Na primeira reunião em Nova York, conforme as coisas se dissolviam numa incoerência cada vez maior, embora aquela fosse a primeira das duas únicas vezes em que Nick ficou bêbado na vida, seus instintos exigentes não deram trégua: “O sr. McKee cochilava numa cadeira com as mãos juntas sobre o colo, como a fotografia de um homem em ação. Sacando meu lenço, limpei de sua bochecha a mancha de espuma seca que me incomodara a tarde toda”. Pouco depois, Tom Buchanan quebra o nariz de Myrtle e a festa desanda em caos absoluto.
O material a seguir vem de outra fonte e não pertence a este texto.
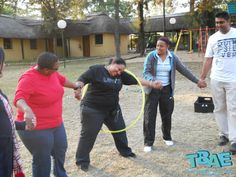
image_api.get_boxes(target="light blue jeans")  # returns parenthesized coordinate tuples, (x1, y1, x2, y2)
(18, 123, 68, 177)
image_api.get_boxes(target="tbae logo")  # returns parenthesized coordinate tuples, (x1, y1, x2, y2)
(185, 150, 235, 176)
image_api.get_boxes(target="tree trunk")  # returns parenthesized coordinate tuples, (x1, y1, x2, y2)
(137, 0, 145, 56)
(163, 0, 166, 36)
(190, 0, 195, 15)
(114, 0, 121, 59)
(53, 37, 57, 54)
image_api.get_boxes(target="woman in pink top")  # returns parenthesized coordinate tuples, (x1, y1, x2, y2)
(14, 52, 77, 177)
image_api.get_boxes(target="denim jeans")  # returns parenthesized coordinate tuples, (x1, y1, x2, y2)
(0, 137, 13, 177)
(18, 123, 68, 177)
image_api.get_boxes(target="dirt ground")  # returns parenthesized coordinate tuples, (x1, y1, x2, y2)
(2, 51, 236, 177)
Mas é assim que são os Buchanan. “Eles eram descuidados […]. Esmagavam coisas e criaturas e depois se protegiam atrás da riqueza ou de sua vasta falta de consideração, ou o que quer que os mantivesse juntos, e deixavam os outros limparem a bagunça que eles haviam feito.” Com brutalidade, Tom faz o sangue jorrar; Nick enxuga meticulosamente uma mancha de espuma de barbear, um minúsculo fragmento daquela coisa-fora-do-lugar a que chamamos sujeira. Além de possuir uma aptidão educadamente controlada para a função de polícia moral da sociedade, Nick também tem propensão para zelador.
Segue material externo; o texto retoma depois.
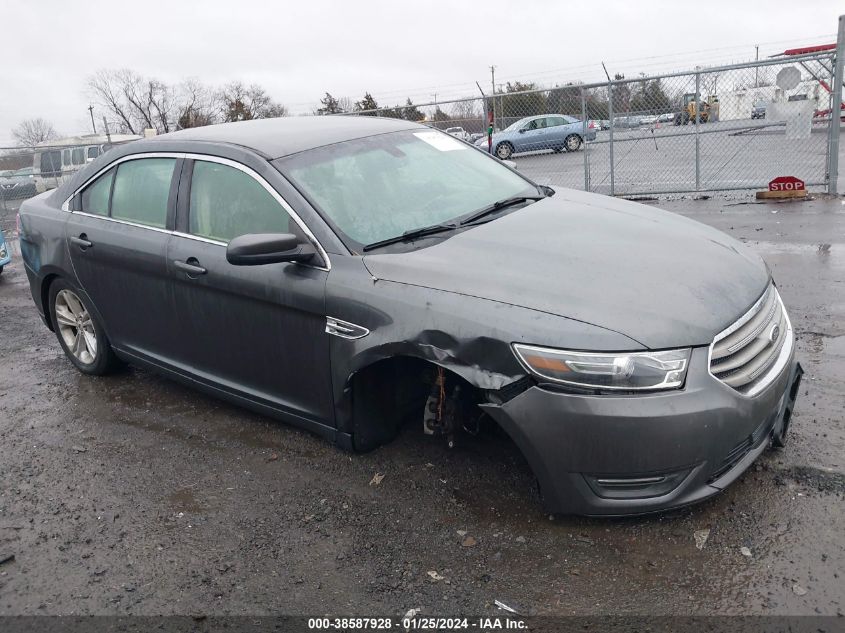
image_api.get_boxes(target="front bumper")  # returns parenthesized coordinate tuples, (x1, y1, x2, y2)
(482, 347, 801, 516)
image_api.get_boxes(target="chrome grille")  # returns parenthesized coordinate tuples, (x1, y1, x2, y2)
(709, 285, 792, 396)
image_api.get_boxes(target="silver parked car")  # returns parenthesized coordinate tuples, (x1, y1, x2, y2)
(474, 114, 597, 159)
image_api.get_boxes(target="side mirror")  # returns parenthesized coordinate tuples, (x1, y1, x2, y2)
(226, 233, 315, 266)
(518, 128, 526, 133)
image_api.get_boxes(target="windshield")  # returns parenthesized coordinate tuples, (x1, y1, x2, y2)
(278, 129, 536, 249)
(503, 118, 530, 132)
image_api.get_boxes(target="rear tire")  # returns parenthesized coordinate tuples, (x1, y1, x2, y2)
(564, 134, 582, 152)
(0, 265, 4, 276)
(495, 142, 514, 160)
(49, 278, 119, 375)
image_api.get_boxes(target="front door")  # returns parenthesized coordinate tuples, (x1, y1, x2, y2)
(166, 158, 334, 426)
(519, 117, 551, 151)
(66, 156, 182, 363)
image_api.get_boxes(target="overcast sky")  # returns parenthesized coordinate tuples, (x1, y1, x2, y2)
(0, 0, 840, 145)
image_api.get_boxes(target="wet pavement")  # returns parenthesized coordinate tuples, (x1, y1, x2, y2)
(0, 194, 843, 616)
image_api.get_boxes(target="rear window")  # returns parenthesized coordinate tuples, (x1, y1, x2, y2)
(80, 168, 114, 216)
(111, 158, 176, 228)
O grande exemplo visual disso é o último gesto que ele faz antes de deixar o Leste para sempre. Ele volta à mansão de Gatsby para admirar mais uma vez “aquele gigantesco e incoerente fracasso de residência”: “Sobre os degraus brancos, uma palavra obscena rabiscada por algum moleque com um caco de tijolo se destacava à luz do luar, e eu a apaguei, esfregando os sapatos com força na pedra”. Isso, sem dúvida, é parte de seu “senso fundamental de decência”, e podemos prontamente partilhar e aprovar sua aversão instintiva ao vandalismo e à profanação.